Sharks center Dylan Gambrell, filling in for an injured Tomas Hertl, cherry-picked a stretch pass from Joonas Donskoi, skated into the offensive zone untouched and scored his first NHL goal to cut the deficit in half 6:40 into the second period. Logan Couture missed an open net minutes later and whiffed on a puck dribbling through the crease. The Sharks had life. And then defenseman Justin Braun took a hooking penalty. The Blues went back on the power play, and Brayden Schenn finished a rebound off an Alex Pietrangelo slap shot, extending St. Louis’s lead to 3–1.
After the Blues survived a Kevin Labanc shot off the crossbar, goaltender Jordan Binnington stonewalled Evander Kane from point-blank range to maintain a two-goal lead with 12:58 remaining in the third period. Binnington never looked nervous. The 25-year-old rookie gloved a Couture wrister and held the Sharks off long enough for Tyler Bozak to score off the rush, blowing open a 4–1 lead, sparking “We Want the Cup!” chants and effectively ending San Jose’s postseason run. Ivan Barbashev’s empty-net goal cemented the win, and the zeros on the clock made it official as St. Louis claimed its spot in the final against the Bruins.
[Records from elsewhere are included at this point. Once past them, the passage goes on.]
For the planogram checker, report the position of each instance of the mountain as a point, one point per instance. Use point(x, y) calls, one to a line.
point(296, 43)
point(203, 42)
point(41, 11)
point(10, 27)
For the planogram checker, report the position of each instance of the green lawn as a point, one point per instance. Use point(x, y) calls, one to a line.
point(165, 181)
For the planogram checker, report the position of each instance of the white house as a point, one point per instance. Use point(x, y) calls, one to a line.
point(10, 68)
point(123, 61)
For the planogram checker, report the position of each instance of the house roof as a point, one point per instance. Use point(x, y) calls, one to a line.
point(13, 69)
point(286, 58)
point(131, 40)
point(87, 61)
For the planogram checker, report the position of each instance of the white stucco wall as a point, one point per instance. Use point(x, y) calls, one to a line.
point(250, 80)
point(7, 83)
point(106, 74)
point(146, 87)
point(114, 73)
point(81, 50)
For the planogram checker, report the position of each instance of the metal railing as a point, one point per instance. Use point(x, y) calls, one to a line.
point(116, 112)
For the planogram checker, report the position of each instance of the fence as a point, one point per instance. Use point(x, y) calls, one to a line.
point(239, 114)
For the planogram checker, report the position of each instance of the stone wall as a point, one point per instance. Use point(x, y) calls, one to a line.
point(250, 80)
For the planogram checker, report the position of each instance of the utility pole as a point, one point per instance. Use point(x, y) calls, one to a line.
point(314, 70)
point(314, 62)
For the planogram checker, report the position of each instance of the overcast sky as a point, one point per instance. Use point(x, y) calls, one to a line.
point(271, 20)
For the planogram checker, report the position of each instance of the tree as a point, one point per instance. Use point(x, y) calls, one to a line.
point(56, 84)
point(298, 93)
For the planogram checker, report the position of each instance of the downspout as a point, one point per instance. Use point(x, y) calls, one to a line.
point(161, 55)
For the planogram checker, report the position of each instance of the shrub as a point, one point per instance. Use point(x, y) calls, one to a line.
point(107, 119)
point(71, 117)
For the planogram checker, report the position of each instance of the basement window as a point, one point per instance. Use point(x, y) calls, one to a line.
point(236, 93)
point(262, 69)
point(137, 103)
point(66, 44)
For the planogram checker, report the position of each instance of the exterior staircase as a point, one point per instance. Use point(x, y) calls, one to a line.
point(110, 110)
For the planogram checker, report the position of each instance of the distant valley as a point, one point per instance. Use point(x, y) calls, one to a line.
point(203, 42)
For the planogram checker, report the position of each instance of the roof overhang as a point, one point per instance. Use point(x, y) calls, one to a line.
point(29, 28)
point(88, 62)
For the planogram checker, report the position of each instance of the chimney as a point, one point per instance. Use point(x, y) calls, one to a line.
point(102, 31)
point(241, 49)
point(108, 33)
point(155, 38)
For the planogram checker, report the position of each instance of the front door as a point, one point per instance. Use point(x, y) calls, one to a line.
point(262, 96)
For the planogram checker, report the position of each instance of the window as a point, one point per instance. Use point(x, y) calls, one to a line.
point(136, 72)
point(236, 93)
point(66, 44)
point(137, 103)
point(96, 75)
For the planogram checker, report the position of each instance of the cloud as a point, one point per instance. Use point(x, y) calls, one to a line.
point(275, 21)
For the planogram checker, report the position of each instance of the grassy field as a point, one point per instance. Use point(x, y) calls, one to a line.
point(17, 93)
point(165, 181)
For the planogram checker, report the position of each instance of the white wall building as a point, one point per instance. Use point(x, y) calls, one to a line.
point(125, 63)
The Blues are now the only expansion-era team in NHL history to reach the Stanley Cup Final after being in last place any time after New Year’s Day. That’s something that doesn’t just happen in the NHL. None of the six previous teams to make the playoffs after finding themselves in last had even made it past the first round. St. Louis’s run resulted in a couple award nominations for coach Craig Berube and general manager Doug Armstrong, but this past November was a different story.
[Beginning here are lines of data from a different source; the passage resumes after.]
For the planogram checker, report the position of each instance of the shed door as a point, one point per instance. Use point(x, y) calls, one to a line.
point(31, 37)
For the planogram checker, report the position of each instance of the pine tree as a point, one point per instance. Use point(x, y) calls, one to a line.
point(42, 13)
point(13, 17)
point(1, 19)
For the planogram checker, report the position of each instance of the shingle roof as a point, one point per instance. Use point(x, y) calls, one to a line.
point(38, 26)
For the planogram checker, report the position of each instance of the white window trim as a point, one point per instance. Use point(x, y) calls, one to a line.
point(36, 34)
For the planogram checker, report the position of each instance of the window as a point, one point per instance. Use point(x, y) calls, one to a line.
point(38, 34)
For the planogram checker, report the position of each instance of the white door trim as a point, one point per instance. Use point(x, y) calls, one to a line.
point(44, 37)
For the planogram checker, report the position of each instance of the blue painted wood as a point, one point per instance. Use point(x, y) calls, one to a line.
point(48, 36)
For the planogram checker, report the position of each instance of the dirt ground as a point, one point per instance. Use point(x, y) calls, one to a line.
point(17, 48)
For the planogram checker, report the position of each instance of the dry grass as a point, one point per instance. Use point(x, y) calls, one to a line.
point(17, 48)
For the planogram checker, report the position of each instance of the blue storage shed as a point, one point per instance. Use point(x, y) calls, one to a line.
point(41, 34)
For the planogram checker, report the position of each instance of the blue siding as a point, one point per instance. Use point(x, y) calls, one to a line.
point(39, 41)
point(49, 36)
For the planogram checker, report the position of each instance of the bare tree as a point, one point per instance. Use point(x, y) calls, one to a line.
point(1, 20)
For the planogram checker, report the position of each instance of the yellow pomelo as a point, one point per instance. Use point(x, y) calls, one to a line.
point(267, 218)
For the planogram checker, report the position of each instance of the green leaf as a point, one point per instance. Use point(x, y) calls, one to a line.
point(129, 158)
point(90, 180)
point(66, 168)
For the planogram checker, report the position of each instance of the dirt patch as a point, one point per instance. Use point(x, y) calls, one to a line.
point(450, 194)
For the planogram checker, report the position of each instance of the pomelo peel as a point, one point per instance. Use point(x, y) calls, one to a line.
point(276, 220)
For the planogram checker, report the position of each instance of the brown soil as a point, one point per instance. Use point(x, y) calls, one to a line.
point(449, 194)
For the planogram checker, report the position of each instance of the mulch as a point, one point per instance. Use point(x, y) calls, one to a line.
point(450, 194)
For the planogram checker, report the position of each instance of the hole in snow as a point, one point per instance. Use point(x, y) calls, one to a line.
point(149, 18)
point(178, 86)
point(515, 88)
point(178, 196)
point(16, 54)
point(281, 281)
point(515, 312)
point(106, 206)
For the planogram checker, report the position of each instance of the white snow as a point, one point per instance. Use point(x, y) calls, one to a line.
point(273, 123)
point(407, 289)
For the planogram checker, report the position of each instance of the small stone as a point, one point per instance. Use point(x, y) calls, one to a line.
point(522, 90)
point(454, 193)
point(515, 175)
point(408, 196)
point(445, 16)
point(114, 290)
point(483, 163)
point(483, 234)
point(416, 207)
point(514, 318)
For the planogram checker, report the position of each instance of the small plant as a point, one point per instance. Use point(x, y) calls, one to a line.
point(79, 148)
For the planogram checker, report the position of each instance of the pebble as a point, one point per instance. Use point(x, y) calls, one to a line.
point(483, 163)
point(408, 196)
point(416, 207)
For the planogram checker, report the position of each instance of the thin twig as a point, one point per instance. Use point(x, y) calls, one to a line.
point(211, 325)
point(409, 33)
No team underperformed like the Blues to start the season. Mike Yeo was fired after a 7-9-3 start. Vladimir Tarasenko, over six months removed from offseason surgery on his left shoulder, went scoreless in December while trade rumors mounted as his shooting percentage dipped to 8.0%. Jaden Schwartz and Alex Pietrangelo both went to the IR. Armstrong’s offseason heist of O’Reilly from the Sabres might have been the only thing to keep the team afloat: The 28-year-old center played some of the best hockey of his career, augmenting his do-it-all two-way play with nearly a point-per-game production in 2018.
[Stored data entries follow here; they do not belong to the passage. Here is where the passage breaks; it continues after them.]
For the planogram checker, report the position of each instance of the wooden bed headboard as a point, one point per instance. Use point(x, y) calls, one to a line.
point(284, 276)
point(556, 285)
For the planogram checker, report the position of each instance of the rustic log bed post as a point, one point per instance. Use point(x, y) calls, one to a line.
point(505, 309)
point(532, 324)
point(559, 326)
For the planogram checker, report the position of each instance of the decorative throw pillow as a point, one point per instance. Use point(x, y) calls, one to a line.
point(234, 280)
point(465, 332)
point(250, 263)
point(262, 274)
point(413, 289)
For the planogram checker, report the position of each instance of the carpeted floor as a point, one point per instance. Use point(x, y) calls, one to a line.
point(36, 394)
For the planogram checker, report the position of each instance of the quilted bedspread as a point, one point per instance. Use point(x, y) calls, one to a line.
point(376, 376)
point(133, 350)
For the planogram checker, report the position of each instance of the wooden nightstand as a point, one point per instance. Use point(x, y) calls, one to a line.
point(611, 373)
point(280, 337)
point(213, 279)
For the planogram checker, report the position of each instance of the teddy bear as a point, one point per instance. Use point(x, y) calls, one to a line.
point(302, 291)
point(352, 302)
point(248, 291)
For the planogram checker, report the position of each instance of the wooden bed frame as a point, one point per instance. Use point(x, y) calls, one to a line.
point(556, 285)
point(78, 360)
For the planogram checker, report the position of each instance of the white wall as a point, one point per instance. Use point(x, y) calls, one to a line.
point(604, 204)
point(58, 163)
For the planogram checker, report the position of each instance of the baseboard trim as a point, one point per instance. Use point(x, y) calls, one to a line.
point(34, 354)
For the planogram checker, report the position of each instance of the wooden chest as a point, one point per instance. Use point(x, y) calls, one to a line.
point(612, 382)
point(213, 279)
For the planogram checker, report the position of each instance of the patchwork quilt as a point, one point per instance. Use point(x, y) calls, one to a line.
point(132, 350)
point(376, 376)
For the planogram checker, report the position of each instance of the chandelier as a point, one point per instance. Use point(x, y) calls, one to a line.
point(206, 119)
More than a month into Berube’s tenure, the Blues were no better off and held a league-worst 15-18-4 record on Jan. 2. Berube, five days later, replaced Jake Allen with 25-year-old goaltender Binnington. The rookie launched his Calder campaign and entered the Vezina conversation with a league-best 1.88 goals against average. St. Louis rattled off a 30-10-5 record in 2019 and finished with the second-most points in that span. Tarasenko returned to his dynamic form, the Blues got healthy and trudged their way past the Jets, Stars and Sharks in the West.
Now, St. Louis has the chance to rewrite a franchise history that is filled with postseason letdowns. Hall of Famers Brett Hull, Al MacInnis, Chris Pronger and Bernie Federko all donned the blue and gold but couldn’t bring the Gateway City a Stanley Cup. Likewise for All Stars Pavol Demitra, Pierre Turgeon, Keith Tkachuk and those 100-point teams at the turn of the millennium. The Blues were the first expansion franchise to reach the final in the team’s first season in 1968 and, while they made it back again in ‘69 and ‘70, they also hold the distinction as the only team to be swept in three consecutive Cup final appearances.
Now 49 years after Bobby Orr’s arms-raised flying overtime goal to win the 1970 Stanley Cup Final, the Blues are four wins away from forging a new, more pleasant memory in the annals of St. Louis sports lore. That starts on May 27 at 8 p.m., in Boston.